Blah blah blah, Roran is proud that he knocked Katrina up. Apparently Roran is proud of things that dumb animals can accomplish, like Britney Spears. He’s planning on sending her to Surda if the war isn’t over by the time the kid is born. Roran talks about the battle which is a bad way to advance characters or plot but a great way to pad a novel.
Roran complains about soldiers not rushing forward to kill like rabid dogs and he thinks they must be cowards. Katrina says they might not be so eager to kill. Roran says the Imperials are forced to via magic and Katrina says that Nasuada could do the same. Roran says that would make them like Gabby and then Katrina whines about feeling Roran’s danger from the ring.
Roran then starts to complain about how he felt he was going to die and how he didn’t fight even though he’d never given up before. Katrina tells him it’s okay, she knows she married a loser who doesn’t own a backbone. He promises he’ll try harder and Katrina says she doesn’t care. Katrina comforts her big baby of a husband and makes him feel all better.
Which is hilarious considering that Katrina was so damned distraught. At every opportunity, Chris kept telling us how sad and worried she was. Then she spins around and now Roran’s the one who’s worried and concerned and she has to comfort him. Hey Chris? I think your characters might need psychological evaluation followed by heavy medication.

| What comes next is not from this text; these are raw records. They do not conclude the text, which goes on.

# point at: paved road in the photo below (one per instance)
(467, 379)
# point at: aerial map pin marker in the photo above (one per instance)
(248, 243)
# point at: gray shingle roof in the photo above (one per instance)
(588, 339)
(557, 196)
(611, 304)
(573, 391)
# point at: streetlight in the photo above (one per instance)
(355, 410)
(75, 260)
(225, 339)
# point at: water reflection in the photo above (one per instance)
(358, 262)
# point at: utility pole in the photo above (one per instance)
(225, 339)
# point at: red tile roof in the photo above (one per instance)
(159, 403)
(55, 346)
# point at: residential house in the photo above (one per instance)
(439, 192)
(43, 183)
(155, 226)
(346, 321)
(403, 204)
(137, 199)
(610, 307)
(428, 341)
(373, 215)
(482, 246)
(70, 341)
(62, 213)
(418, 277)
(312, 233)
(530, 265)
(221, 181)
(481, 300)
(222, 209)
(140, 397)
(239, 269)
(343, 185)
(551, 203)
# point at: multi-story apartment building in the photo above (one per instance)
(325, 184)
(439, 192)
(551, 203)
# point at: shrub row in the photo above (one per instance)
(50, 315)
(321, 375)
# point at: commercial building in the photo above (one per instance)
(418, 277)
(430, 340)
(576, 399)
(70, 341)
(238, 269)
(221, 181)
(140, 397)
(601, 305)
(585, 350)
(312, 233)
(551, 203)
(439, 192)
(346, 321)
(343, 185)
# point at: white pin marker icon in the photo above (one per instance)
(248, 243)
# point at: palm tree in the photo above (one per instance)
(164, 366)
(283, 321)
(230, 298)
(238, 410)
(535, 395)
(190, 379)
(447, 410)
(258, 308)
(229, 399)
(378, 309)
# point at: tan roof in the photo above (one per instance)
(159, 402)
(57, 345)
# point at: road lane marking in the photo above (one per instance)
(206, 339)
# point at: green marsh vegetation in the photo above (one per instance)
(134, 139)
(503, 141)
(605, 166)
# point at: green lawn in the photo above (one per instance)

Roran finishes his meal and then tells Katrina he’ll help out with the washing. Gee, how considerate of you Roran. Offering to help your wife out when you know you don’t have to do it for long. Because Roran and Katrina are immediately interrupted by Baldor telling him that his mother, Elain has gone into labor. And, being as Roran would rather not be up to his elbows in soapy, bloody water, says that he’ll come along as will Katrina.
Which, again, makes perfect sense. You have Roran, an uneducated turnip farmer who can barely manage to not bludgeon himself to death with his own hammer and Katrina a butcher’s daughter. I’m sure that their combined insight will prove to be invaluable. At the very least they can take up space that might go to people qualified to help like Angela.